Isabel and Armando are the mother-son duo who twenty-five years ago suffered the death of their family patriarch, Mexico City cartel godfather Benito. They're plotting the slow torture of detective Mike Lowrey (Will Smith) by assassinating everyone involved in Benito's investigation. Isabel is saving Mike for last, because she wants him to see his friends die. When Armando disobeys orders and shoots him first, partner Marcus Burnett (Martin Lawrence) is so shaken that he vows to God never to use violence again, if only Mike survives.
He does, and Marcus takes his vow seriously. The most interesting thing about the film is the running debate that this causes, and how El Arbi and Fallah refuse to under-fuel either side's argument. At Marcus' daughter's wedding, the partners fiercely try to convince the other. Their ideas on loyalty don't align.
You're going to just allow an assassin to put three bullets in my stomach and walk? Mike asks. Loyalty to him is riding together, dying together. "I spent every day in the hospital with you," Marcus answers. "I wiped the drool from your face." That's loyalty to him—nursing him back to health and keeping him healthy, even if it means keeping him out of the fray.
What also works is that this stalemate arises from both men's true character. Mike has always been the loose-cannon bachelor living for the job, Marcus the family man wanting to play it safe.
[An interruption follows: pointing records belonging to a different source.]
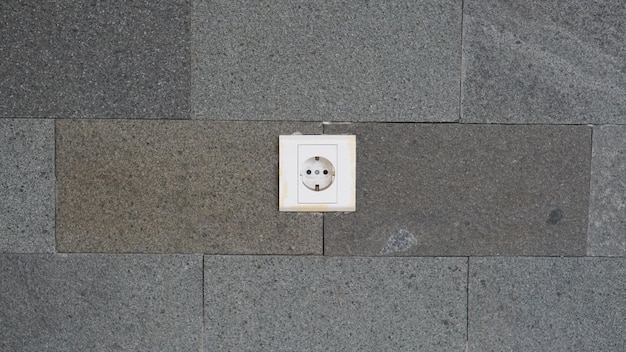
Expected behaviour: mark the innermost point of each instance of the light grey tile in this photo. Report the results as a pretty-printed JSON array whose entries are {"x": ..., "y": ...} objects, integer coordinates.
[
  {"x": 547, "y": 304},
  {"x": 84, "y": 302},
  {"x": 326, "y": 60},
  {"x": 95, "y": 59},
  {"x": 335, "y": 304},
  {"x": 464, "y": 190},
  {"x": 160, "y": 186},
  {"x": 607, "y": 211},
  {"x": 26, "y": 186},
  {"x": 544, "y": 62}
]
You might say we are just treading the same ground, like other overstaying franchises, and you might be right. But I found it a creative catalyst. If that's sitcom, at least it's in character.
What we lack is a real Vader, Hans Gruber, even a Tapia-level villain. Armando follows the orders, for the most part, of his madre. Jacob Scipio plays him with a quiet confidence, questioning Isabel's strategy more for his own lack of independence than for her undisclosed motives. They turn out to be not so earth-shattering or innovative. She spends most of the film barking orders on the phone, surrounded by Virgin Mary statues with skeleton faces. Indeed, her ruthlessness and power invite, among the detectives, comparisons to witchery. But her plotting itself is like an incantation, more of the same. We do look forward to her confrontation with Mike, but it is short.
Yet fans will appreciate the subtlety of how this film samples its forefathers. A chase opens the movie, but its purpose surprises us. We hear the familiar tones of the score. There's a quick shot of a rat crawling with menace underneath Marcus. Mike makes an offhand comment on Gabrielle Union's absence. Reggie's treatment might not be so subtle, but his glorious scene from the sequel legitimizes his reprise here. There's plenty here for fans to enjoy, but I don't know what else besides fandom would compel you to see it.